AQUEL VIAJE QUE CAMBIÓ NUESTRO DESTINO
1ª Entrega

Fue en mangas de camisa, tocados con unas gorras grises de pana y calzados con toscas alpargatas de esparto, sin apenas dinero en los bolsillos, pero en cambio provistos de impecables documentaciones falsas, como emprendimos aquel temerario viaje a bordo de una ostentosa motocicleta —o motociclo, que era como se denominaba entonces a estos vehículos— Brough Superior SS100 Alpine Grand Sport robada y con matrícula y papeles igualmente falsificados por la mano hábil de Juan, mi hermano mayor, que era quien la conducía y el que había planeado, además, toda aquella aventura de fugitivos románticos —falsificaciones y robo de la moto incluidos— que tanto habría de cambiar nuestras vidas.

Fue una audacia, un arrebato juvenil de dos veinteañeros rebeldes y ávidos de sensaciones fuertes que huían de muchas cosas, pero sobre todo de sí mismos en unos tiempos convulsos en los que toda huida ya resultaba sospechosa por el mero hecho de serlo y que solía resolverse prematuramente con la detención o el asesinato de sus protagonistas antes de que pudieran culminarla. No existía la presunción de inocencia. Todo el mundo era culpable ante los ojos de sus enemigos —y a menudo ante los ojos de sus propios amigos, si caía en desgracia—, y lo era a veces por sus actos, pero sobre todo por sus omisiones, por lo que podía y debía haber hecho y había preferido no hacer, fuese por miedo o por indiferencia, y los implacables verdugos de uno u otro signo, que tanto proliferaban en aquellos días de confusión, jamás mostraban piedad alguna con sus víctimas. Se mataba y se moría a veces por puro azar, pues el mero hecho casual de hallarse en el lugar equivocado y a la hora equivocada solía traer consigo graves e irreparables contratiempos. Y lo peor de todo es que en aquellos días y en aquellas noches de terror desatado existían demasiadas horas y lugares equivocados en los que uno podía encontrarse de bruces con la muerte, ya fuese con la de otros o con la suya propia. Tal vez por eso todo el mundo consideraba las casualidades, por inofensivas que pudieran parecer, como un presagio de desgracias inmediatas. Pero los jóvenes como nosotros no le dábamos demasiada importancia a estas cosas, pese a la fuerza de su evidencia. Nos quedaba toda una larga vida por delante, o eso creíamos. Cuando tienes veinte años en lo último que piensas es en que vas a morir.

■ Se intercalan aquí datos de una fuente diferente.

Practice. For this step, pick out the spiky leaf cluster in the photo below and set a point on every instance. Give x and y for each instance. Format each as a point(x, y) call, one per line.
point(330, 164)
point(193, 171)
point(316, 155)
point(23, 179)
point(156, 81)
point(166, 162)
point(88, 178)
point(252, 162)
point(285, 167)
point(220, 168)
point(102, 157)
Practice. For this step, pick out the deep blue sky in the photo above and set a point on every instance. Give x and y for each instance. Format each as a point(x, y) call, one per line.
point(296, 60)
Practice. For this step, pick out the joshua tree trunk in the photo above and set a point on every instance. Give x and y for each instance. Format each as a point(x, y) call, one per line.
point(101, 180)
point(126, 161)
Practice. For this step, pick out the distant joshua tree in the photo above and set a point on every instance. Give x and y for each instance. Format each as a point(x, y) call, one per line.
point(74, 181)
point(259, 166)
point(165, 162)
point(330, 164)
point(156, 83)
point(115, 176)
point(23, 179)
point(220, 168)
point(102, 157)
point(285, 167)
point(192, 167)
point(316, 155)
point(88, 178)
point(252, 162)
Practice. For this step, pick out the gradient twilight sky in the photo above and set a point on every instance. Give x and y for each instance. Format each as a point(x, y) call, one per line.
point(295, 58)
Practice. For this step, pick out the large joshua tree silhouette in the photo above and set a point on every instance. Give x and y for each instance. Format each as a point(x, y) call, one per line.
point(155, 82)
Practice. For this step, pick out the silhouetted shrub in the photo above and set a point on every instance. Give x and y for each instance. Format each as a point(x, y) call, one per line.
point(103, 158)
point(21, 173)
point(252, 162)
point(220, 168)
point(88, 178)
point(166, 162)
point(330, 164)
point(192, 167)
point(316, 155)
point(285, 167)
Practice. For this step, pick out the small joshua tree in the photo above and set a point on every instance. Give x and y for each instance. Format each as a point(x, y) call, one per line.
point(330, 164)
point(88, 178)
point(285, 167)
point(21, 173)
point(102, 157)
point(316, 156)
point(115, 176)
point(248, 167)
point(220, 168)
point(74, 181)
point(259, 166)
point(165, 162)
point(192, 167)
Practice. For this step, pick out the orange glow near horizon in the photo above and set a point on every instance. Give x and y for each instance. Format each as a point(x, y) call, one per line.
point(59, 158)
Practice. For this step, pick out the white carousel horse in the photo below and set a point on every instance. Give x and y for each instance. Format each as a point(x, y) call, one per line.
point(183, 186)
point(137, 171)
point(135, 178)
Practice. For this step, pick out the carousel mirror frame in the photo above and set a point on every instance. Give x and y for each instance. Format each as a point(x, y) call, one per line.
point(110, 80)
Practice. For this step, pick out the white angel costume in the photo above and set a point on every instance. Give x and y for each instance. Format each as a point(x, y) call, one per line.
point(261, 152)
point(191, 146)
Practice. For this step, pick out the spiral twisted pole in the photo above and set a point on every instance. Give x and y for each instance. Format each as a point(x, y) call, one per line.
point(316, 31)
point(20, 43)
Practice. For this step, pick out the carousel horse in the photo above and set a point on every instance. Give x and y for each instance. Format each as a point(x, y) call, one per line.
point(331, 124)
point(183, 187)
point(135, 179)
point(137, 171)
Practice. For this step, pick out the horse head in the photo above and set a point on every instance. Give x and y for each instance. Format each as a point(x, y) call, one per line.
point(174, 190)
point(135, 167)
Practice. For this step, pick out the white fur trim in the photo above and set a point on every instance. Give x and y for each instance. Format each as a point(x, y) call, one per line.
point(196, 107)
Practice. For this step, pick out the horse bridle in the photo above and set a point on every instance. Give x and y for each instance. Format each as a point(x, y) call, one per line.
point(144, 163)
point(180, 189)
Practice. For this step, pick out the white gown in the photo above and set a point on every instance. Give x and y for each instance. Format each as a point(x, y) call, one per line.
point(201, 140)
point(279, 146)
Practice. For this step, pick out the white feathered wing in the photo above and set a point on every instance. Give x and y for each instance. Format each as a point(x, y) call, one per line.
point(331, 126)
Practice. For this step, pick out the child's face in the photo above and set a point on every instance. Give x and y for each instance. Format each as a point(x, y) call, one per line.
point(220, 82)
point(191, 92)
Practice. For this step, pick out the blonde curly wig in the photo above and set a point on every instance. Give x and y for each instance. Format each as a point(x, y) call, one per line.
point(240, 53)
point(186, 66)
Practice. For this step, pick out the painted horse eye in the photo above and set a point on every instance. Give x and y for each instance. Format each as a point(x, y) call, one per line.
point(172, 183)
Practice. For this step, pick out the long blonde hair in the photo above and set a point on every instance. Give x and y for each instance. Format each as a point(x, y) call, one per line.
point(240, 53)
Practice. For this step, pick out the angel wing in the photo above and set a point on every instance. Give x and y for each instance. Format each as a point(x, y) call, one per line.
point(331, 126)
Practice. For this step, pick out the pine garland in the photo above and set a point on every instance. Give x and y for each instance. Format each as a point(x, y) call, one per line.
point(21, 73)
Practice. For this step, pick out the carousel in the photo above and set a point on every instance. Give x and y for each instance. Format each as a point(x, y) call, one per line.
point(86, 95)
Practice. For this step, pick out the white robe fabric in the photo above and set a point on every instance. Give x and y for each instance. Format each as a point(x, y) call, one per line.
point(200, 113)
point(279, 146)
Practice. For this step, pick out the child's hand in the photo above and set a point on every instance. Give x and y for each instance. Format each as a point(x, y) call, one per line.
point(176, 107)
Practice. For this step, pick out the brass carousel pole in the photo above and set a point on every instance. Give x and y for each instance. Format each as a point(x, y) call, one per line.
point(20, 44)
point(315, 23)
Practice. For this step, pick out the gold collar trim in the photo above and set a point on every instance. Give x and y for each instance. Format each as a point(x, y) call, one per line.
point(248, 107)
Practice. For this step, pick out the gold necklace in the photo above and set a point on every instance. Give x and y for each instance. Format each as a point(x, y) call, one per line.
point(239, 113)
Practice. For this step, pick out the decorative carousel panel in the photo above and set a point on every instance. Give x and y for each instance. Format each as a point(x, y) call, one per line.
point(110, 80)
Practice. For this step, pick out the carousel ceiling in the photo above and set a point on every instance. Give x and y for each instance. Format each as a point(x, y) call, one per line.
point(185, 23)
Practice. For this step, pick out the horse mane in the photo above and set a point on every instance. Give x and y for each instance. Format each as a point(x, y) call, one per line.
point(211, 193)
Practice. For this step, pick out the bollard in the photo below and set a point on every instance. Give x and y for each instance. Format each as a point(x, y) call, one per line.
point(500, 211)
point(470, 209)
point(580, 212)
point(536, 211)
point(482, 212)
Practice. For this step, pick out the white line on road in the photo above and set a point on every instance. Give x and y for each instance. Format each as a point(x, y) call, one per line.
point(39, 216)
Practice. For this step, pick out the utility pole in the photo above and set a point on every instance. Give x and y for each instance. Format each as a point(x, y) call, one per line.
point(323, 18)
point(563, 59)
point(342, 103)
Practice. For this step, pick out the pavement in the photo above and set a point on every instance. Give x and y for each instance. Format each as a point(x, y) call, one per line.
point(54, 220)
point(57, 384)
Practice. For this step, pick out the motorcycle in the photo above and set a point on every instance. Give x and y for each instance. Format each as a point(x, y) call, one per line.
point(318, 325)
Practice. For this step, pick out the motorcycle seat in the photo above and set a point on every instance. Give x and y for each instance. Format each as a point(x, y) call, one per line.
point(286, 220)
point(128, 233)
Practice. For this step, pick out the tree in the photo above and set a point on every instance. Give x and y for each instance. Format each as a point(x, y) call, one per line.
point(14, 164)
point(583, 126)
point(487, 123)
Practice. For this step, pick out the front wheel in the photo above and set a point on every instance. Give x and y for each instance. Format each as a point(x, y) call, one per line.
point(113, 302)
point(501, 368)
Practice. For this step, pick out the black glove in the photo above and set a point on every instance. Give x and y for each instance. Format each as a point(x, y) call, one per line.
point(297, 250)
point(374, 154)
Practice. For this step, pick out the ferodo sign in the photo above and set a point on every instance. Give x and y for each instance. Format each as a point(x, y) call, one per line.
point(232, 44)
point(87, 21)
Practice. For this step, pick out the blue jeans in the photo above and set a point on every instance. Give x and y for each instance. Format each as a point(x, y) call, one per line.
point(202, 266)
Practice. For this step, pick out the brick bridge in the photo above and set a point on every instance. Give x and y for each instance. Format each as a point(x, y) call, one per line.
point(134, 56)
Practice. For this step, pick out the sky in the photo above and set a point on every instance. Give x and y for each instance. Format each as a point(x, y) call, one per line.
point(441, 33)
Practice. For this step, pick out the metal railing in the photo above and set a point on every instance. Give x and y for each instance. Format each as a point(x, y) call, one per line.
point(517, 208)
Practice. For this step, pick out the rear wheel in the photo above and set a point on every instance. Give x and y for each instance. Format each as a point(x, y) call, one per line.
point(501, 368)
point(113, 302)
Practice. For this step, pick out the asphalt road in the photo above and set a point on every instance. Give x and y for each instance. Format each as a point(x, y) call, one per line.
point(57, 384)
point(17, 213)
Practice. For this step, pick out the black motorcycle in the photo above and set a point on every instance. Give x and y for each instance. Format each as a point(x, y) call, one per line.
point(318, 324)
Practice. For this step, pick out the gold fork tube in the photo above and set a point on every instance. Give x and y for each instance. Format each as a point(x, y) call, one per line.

Pronto cumpliré noventa años. Soy, por lo tanto, un viejo que ya ha vivido demasiado. Mi hermano Juan, fallecido hace mucho tiempo, me habría corregido en este instante diciéndome que nunca se vive demasiado, o quizá, para ser más precisos, que nunca se vive lo bastante, tan vitalista y entusiasta como era él. En cambio yo, más conformista y descreído desde que tengo uso de razón —ahora que ya me va quedando poca—, soy el que ha conseguido llegar a viejo sin apenas proponérselo. Con la edad, la memoria de los viejos se torna contradictoria: hay cosas que no somos capaces de recordar y hay cosas que no somos capaces de olvidar. Aquel lejano y temerario viaje huyendo desesperadamente del caos en esa motocicleta Brough Superior robada es una de esas cosas que, por muchos motivos, jamás seré capaz de olvidar. Incluso me parece que todavía estoy sintiendo en el rostro el mismo aire tibio que sentí aquella noche tan remota mientras escapábamos a toda prisa de la ciudad apocalíptica y sangrienta, esa ciudad, la capital del dolor, en donde la vida había perdido de repente todo su sentido.

Era la madrugada del sábado 1 de agosto de 1936.